Typically, small cucumbers are placed in a glass or ceramic vessel or a wooden barrel, together with a variety of spices. The container is then filled with cooled, boiled water and kept under a non-airtight cover (often cloth tied on with string or a rubber band) for several weeks, depending on taste and external temperature. Traditionally stones, also sterilized by boiling, are placed on top of the cucumbers to keep them under the water. The more salt is added the more sour the cucumbers become.
Since they are produced without vinegar, a film of bacteria forms on the top, but this does not indicate they have spoiled, and the film is simply removed. Brined pickles do not keep as long as cucumbers pickled with vinegar, and usually must be refrigerated. Most commercial manufacturers add vinegar as a preservative.

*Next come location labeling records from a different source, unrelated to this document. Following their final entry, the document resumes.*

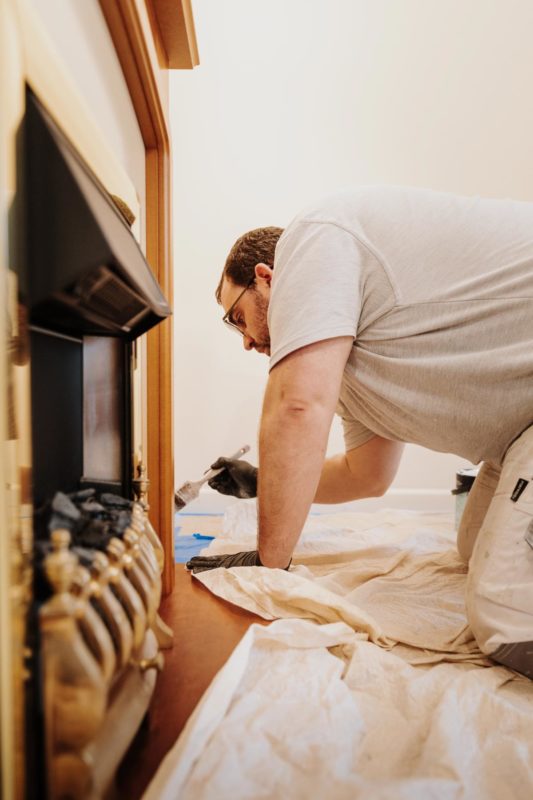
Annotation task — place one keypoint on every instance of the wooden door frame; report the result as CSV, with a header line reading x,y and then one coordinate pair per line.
x,y
134,26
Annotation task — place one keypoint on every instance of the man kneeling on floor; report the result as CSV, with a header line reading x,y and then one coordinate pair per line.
x,y
410,313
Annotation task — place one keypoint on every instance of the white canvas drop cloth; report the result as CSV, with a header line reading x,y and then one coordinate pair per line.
x,y
371,687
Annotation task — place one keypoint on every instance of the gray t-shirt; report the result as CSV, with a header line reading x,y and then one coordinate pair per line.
x,y
437,291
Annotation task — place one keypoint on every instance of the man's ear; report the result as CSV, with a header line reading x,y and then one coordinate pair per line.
x,y
264,273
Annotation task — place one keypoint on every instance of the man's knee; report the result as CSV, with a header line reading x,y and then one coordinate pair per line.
x,y
517,656
498,630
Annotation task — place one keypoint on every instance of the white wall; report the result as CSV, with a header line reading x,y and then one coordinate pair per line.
x,y
294,98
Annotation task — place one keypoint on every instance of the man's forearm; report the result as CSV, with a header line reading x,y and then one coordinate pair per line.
x,y
300,400
291,452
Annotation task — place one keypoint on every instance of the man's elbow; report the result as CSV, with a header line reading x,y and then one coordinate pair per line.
x,y
378,488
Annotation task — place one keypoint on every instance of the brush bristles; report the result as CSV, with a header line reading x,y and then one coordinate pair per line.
x,y
179,502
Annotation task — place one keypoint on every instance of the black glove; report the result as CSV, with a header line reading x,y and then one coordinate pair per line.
x,y
249,558
246,559
238,478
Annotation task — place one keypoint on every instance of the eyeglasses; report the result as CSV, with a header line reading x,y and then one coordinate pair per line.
x,y
227,316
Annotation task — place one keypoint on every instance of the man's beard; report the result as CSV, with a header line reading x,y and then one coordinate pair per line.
x,y
261,310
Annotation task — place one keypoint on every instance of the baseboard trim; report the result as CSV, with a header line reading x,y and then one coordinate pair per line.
x,y
437,500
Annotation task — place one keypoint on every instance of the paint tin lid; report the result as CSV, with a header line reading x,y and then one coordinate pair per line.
x,y
464,479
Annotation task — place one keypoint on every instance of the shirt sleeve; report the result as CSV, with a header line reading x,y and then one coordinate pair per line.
x,y
316,291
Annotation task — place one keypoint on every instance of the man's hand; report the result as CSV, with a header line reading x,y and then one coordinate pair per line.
x,y
246,559
238,478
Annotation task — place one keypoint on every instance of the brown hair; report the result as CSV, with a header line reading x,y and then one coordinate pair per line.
x,y
254,247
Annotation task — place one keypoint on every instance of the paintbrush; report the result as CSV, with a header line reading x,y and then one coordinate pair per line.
x,y
191,489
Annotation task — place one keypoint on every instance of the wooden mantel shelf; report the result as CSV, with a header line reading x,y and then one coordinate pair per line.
x,y
176,26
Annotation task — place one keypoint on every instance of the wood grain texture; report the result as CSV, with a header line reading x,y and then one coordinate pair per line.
x,y
136,40
206,631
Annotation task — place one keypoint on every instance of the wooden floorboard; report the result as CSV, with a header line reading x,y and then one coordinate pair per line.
x,y
206,631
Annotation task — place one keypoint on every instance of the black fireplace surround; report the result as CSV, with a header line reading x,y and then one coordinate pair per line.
x,y
88,293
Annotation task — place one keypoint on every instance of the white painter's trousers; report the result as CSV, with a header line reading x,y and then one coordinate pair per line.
x,y
496,538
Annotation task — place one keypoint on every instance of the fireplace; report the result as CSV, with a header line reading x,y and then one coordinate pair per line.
x,y
88,294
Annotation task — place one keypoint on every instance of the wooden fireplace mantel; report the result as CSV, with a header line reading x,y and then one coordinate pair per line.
x,y
151,36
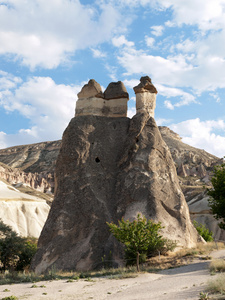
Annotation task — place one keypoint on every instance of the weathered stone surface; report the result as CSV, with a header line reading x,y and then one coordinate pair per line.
x,y
116,90
101,107
145,96
91,89
112,104
26,214
145,86
108,168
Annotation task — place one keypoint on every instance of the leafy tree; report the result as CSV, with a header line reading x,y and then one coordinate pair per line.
x,y
139,236
217,194
15,252
203,231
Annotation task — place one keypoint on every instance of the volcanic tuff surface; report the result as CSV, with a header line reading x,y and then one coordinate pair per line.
x,y
194,167
108,168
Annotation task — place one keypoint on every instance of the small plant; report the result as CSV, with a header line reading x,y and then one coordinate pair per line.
x,y
203,231
217,285
203,296
217,265
141,238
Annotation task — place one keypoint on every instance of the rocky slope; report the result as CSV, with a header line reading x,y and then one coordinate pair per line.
x,y
109,168
25,213
194,166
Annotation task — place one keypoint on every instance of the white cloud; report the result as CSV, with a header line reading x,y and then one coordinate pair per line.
x,y
48,106
208,135
121,41
8,81
46,33
168,105
157,30
149,41
168,92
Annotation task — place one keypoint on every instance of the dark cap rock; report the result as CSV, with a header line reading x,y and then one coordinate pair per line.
x,y
116,90
91,89
145,86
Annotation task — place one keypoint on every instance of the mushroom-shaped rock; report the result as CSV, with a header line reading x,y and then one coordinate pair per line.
x,y
116,90
145,86
91,89
91,100
145,96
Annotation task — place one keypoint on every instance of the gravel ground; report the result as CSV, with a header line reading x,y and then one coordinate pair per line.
x,y
180,283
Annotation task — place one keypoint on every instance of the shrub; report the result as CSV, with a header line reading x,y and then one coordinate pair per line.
x,y
217,194
203,231
217,265
141,238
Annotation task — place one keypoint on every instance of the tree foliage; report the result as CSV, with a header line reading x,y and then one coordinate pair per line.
x,y
15,252
203,231
217,194
140,237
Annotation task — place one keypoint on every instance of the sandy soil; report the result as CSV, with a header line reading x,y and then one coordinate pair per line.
x,y
181,283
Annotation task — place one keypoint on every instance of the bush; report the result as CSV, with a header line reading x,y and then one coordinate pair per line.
x,y
141,238
15,252
203,231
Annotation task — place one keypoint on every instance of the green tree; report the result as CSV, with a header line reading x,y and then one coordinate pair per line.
x,y
203,231
138,236
217,194
15,252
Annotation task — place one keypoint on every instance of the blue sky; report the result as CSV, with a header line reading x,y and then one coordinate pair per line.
x,y
50,49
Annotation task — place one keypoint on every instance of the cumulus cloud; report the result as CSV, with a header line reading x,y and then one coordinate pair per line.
x,y
37,33
98,53
48,106
121,41
149,41
157,30
201,134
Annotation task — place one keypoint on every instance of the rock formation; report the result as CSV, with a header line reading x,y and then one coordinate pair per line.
x,y
26,214
108,168
113,103
145,96
194,168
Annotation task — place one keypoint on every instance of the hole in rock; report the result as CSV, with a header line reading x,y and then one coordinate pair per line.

By far the most popular type of pickle is the dill pickle. Dill pickles are made with dill oil, herbs, and spices such as mustard, pepper, and garlic. And there are many different types of dill pickles, including genuine dill, kosher dill, and overnight dill. Genuine dill pickles are unfermented and have a less sour taste. Kosher dill pickles, on the other hand, are made with garlic, which gives them a much stronger taste. Overnight dill pickles are a bright green and less acidic than other pickles because they are made over a short period of one or two days without as much vinegar.
Lime pickles are soaked in lime rather than in a salt brine. This is done to enhance texture and make them crisper rather than as a preservative. The lime is then rinsed off the pickles. Vinegar and sugar are often added after the 24-hour soak in lime, along with the desired pickling spices.
Bread and Butter
Bread and butter are another type of pickle that has a distinct sweet, tangy taste. They are made with a combination of vinegar, spices and sugar. These types of pickles are usually cut into thin slices and added to sandwiches and burgers.
Gherkins are another different type of pickle that are made from specific cucumbers. Also considered a sweet pickle, gherkins are usually much smaller than other pickles. Gherkins are most often used as garnishes or to enhance the flavor of sausages, pates, and other appetizers.
Half sour pickles are a type of pickle that does not use vinegar. They are refrigerated throughout the entire pickling process and are pickled for a shorter period of time. They are known for being firm and crunchy and are commonly eaten on sandwiches.
Unlike half sour pickles, sour pickles remain in the pickling process much longer than other pickles. The longer cucumbers remain in the brine (salt), the more sour they become. Sour pickles are less crispy than half sour pickles, but they have a much stronger taste.
The latest trend in pickles is known as Kool-Aid pickles or “koolickles”. They are created by soaking dill pickles in a mixture of Kool-Aid and pickle brine for approximately seven days. This gives the pickles a sweet-tart flavor.